Discoverability of the Infinite

Discoverability of the Infinite

Discoverability is a design concept representing whether you can determine possible actions when presented with an interface or object.

As an easy example, below is an image of a clock radio designed by Dieter Rams. It has two simple controls on the front, "Volume" and "Tuning". Then, a few controls are on top to determine if you are setting the radio or the clock and a few other settings.

All in all, this is pretty straightforward to understand. If I gave you this radio, you could “discover” everything it can do in just a few minutes.

Image from Only / Once

This radio clock was made in 1979, and technology has improved since then, with complexity increasing in step. This is the paradox of technology. As Don Norman puts it in The Design of Everyday Things, "The same technology that simplifies life by providing more functions in each device also complicates life by making the device harder to learn, harder to use."

Below are examples of iPhone screens over time. The original iPhone didn't have an App Store, so you can easily see everything the phone is capable of on one screen. Once there was an app for everything, we needed different ways to store our phone's new capabilities. The App Library. It is a place to keep all the apps we don't use enough to be on our home screen but still downloaded at some point. This creates a problem. How do we know it is there if we can no longer see an app on our home screen? We have to remember[1]. More capable technologies place an increased burden on our memory or become burdensome to navigate.

With the internet, we have infinite capabilities.
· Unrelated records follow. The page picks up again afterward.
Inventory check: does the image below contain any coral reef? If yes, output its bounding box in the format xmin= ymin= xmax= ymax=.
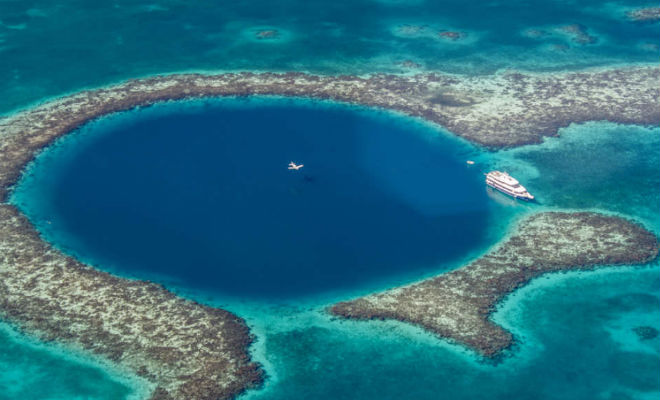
xmin=626 ymin=7 xmax=660 ymax=22
xmin=0 ymin=67 xmax=660 ymax=399
xmin=330 ymin=212 xmax=658 ymax=357
xmin=559 ymin=24 xmax=598 ymax=44
xmin=0 ymin=204 xmax=262 ymax=400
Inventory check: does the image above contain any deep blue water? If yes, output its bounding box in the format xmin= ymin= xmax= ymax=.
xmin=6 ymin=100 xmax=660 ymax=400
xmin=0 ymin=0 xmax=660 ymax=400
xmin=14 ymin=100 xmax=489 ymax=298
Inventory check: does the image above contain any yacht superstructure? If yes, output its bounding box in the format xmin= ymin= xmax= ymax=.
xmin=486 ymin=171 xmax=534 ymax=201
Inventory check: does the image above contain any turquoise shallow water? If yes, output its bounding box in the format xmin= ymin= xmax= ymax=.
xmin=12 ymin=99 xmax=493 ymax=301
xmin=0 ymin=0 xmax=660 ymax=114
xmin=0 ymin=0 xmax=660 ymax=400
xmin=10 ymin=100 xmax=660 ymax=399
xmin=0 ymin=322 xmax=145 ymax=400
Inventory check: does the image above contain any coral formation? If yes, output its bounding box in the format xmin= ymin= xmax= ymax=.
xmin=330 ymin=212 xmax=658 ymax=357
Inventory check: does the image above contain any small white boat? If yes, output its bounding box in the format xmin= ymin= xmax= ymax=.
xmin=289 ymin=161 xmax=304 ymax=171
xmin=486 ymin=171 xmax=534 ymax=201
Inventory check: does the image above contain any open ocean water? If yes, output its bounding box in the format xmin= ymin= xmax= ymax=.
xmin=0 ymin=0 xmax=660 ymax=400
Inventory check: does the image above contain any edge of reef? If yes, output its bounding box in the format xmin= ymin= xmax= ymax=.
xmin=0 ymin=66 xmax=660 ymax=399
xmin=328 ymin=211 xmax=658 ymax=358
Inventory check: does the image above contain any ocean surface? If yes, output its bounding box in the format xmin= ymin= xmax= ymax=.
xmin=12 ymin=99 xmax=491 ymax=301
xmin=0 ymin=0 xmax=660 ymax=400
xmin=0 ymin=0 xmax=660 ymax=115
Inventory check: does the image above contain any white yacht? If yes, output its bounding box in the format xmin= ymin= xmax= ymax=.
xmin=486 ymin=171 xmax=534 ymax=201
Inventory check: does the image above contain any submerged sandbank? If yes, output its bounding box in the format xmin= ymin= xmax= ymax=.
xmin=0 ymin=67 xmax=660 ymax=399
xmin=330 ymin=212 xmax=658 ymax=357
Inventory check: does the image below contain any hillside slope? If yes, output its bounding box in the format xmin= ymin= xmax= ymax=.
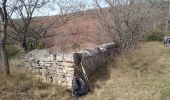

More capabilities than we could ever hold in our heads. Below is an image of ChatGPT, a chatbot assistant. The interface is a simple text box with a few recommendations.

How can you help people discover the near-infinite capabilities of AI products? Once they discover the capability or new use case, how can they be assisted in remembering it? You could ask the model what it is capable of, but that is a long list, and it isn't even aware of many of its capabilities[2].

My best guess so far is contextual recommendations. Let the AI take in the world around you or other things you are doing on your computer, and then let it propose ways it may assist you[3]. It will require you to remember very little, but you will also surrender significant control of your life to an algorithm.

Ultimately, these products are unique because their programming does not limit their value. The value is limited by our ability to know what to ask for and determine what is worth asking.

I don’t have much novel insight here, but I think this space will be interesting to watch over the next few years to see how people tackle these design challenges. Maybe the interfaces will improve enough that I finally start using my Google Home for something more than listening to Spotify or checking the time and weather[4].


  1. A few apps I forgot I had until I dug through my App Library while writing this: Bing (they have an app?), IFTTPocket PointsWavelengthArtifact, and Parsnip.
  2. These are called emergent capabilities.
  3. This has some negative privacy implications, so you wouldn't want to send all of that data back to a cloud. You would want to run the model locally.
  4. Previously we used the Google Home for "Animal of the Day" as well, but this was discontinued in November of 2023.